O matko! Spacerując po Waszych ogrodach wybieram je losowo, nigdy nie wiem gdzie trafię i co zobaczę. U Ciebie dostałam wytrzeszcz oczu, przez chwilę myślałam, że niektóre zdjęcia są z Pisarzowic, inne z jakiegoś ogrodu japońskiego! Co za feeria barw! Coraz boleśniej odczuwam, jak NIC nie wiedziałam o ogrodach, zakładając swój. Ja dopiero w tym roku dosadziłam sobie parę Rh, i 1 azalię (miniaturek japońskich mam kilka) – ale mogę się wytłumaczyć, bo potwierdzasz, że na pełnym słońcu źle rosną. Ale posadziłam, jak Pan Bóg przykazał, a raczej tak, jak Ty podajesz w swoich wskazówkach o sadzeniu. Boże-sz mój, jaką Ty masz wiedzę o tym wszystkim! W dodatku jesteś fantastycznym obserwatorem przyrody, zdjęcia ptaszków mnie zachwyciły.

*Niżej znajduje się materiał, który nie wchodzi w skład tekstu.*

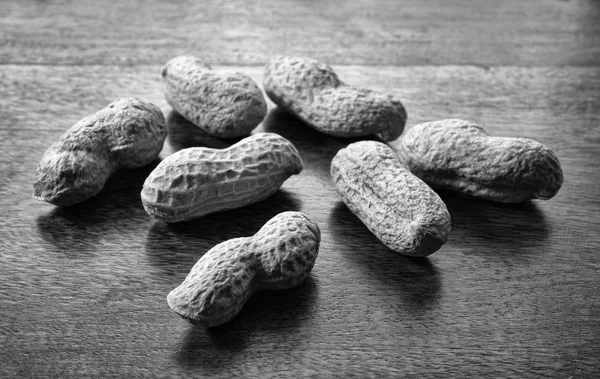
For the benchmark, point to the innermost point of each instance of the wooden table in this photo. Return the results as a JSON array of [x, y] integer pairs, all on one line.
[[515, 292]]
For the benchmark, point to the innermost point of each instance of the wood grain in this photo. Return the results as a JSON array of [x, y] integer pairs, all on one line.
[[513, 293], [368, 32]]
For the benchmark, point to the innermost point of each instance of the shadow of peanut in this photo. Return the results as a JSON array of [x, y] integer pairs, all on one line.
[[182, 134], [317, 149], [117, 208]]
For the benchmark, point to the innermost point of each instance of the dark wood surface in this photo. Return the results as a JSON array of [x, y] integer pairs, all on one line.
[[514, 292]]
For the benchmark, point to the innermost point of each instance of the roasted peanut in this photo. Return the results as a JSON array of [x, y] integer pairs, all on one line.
[[225, 105], [313, 92], [128, 133], [279, 256], [396, 206], [459, 155], [197, 181]]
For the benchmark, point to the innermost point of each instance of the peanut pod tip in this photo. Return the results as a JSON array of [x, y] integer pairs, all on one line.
[[461, 156], [313, 92], [128, 133], [279, 256], [197, 181]]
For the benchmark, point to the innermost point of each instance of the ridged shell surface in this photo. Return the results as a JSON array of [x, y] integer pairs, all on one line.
[[197, 181], [313, 92], [279, 256], [128, 133], [397, 207], [459, 155], [225, 105]]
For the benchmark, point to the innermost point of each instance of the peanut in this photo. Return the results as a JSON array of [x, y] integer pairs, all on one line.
[[128, 133], [279, 256], [396, 206], [459, 155], [197, 181], [313, 92], [225, 105]]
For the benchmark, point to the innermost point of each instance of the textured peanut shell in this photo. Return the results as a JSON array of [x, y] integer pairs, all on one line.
[[128, 133], [279, 256], [459, 155], [225, 105], [197, 181], [396, 206], [313, 92]]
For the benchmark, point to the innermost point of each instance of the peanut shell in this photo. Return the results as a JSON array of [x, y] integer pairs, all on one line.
[[397, 207], [225, 105], [279, 256], [312, 91], [128, 133], [459, 155], [197, 181]]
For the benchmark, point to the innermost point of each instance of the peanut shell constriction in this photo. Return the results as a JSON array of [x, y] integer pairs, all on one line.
[[313, 92], [279, 256], [128, 133], [397, 207], [459, 155], [197, 181], [225, 105]]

I jeszcze masz las!? Cudne te Twoje drzewa, jak płoną jesienią... Ja też patrzę na to wszystko z wypiekami na twarzy...
Na Twoje bajeczki zarezerwuję sobie inny wieczór, dziś muszę przetrawić to, co zobaczyłam.
Serdecznie pozdrawiam!
Miło mi Elu że i do mnie trafiłaś .Ja do Twojego ogrodu bardzo często zaglądam, choc się nie wpisuję ale z uwagą śledzę Twą wojnę z kretami o której piszesz nie tylko u siebie. Myślę też że ,,Puste pole z wysepką kwiatową" już dawno zasługuje na nazwanie go ciekawym ogrodem.Podziwiam też w jakim zawrotnym tempie zwiedzasz ogrody i jak ciekawie piszesz.Nie na darmo ktoś już Ci złożył propozycję pisania książek.Masz faktycznie do tego dar. Serdecznie pozdrawiam.

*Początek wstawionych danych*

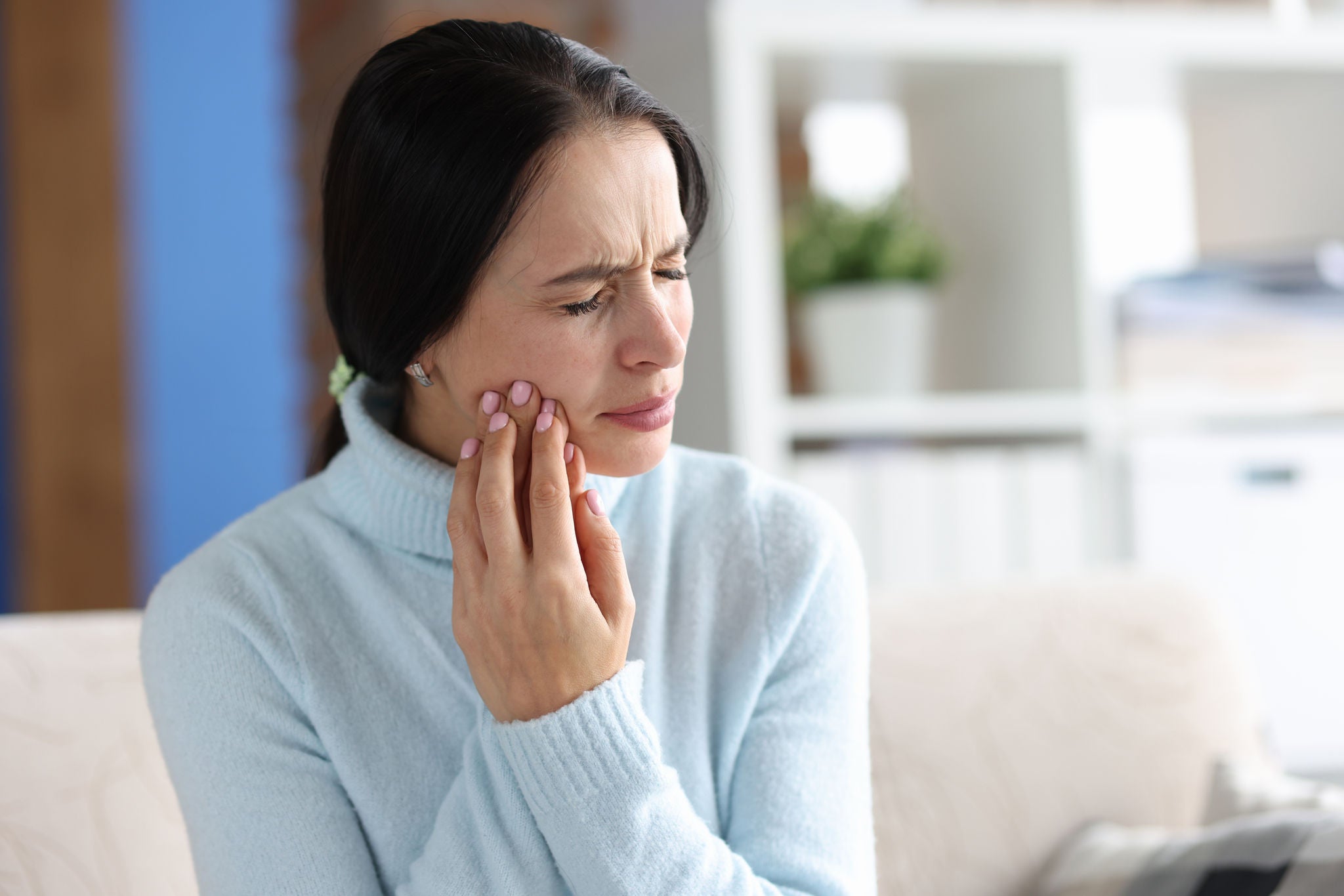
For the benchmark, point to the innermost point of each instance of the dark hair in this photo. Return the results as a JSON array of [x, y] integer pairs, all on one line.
[[436, 144]]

Ano właśnie nie... Próbuję przynajmniej rewizytować, ale z dnia na dzień czuję, że to syzyfowa praca. Tym bardziej, że nie zwiedzam ich powierzchownie, tylko snuję się tak, jak właściciel prowadzi. Mam straszną pretensję do ...swoich oczu, coraz gorzej ze mną współpracują. Będę musiała dać im odetchnąć. Codziennie sobie obiecuję wziąć się za angielski, tymczasem najczęściej północ mnie zastaje przy kompie. A potem te sny. Ogrodnicze.
Z tym pisaniem - o jejku... Ot, gadam i gadam... Ktoś tam o Chmielewskiej wspominał, a ja sobie pomyślałam, że jak ona czyta to Forum, to mam u niej przechlapane...

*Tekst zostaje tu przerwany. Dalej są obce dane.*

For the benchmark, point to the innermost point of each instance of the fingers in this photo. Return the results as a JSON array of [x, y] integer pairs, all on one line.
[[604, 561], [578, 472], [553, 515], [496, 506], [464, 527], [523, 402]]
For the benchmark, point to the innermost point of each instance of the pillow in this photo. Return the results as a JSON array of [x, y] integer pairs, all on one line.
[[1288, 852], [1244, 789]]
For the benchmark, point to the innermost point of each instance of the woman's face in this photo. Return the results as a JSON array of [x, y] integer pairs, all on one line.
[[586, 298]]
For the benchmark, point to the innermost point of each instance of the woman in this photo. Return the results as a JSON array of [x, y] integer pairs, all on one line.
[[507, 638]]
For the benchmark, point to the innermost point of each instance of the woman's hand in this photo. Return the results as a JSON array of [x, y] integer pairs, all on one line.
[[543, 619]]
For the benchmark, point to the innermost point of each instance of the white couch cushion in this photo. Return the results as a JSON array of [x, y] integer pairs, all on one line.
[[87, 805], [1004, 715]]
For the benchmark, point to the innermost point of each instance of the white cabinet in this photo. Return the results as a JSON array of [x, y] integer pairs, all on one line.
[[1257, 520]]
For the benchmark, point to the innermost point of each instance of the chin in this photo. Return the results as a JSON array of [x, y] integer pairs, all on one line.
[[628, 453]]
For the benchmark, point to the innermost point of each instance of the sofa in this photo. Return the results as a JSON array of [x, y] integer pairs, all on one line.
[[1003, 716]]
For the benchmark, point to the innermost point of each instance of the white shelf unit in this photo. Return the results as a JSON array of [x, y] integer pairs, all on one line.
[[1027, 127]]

Bożenko, za nic nie widzę w Tobie matematyka, oprócz ścisłości w wiedzy o roślinach. Masz romantyczną, poetycką duszę!
Trochę może i mam bo bez tego życie było by smutne, ale matematyk ze mnie z krwi i kości o czym wiele osób się przekonało, na szczęście nie na tym forum.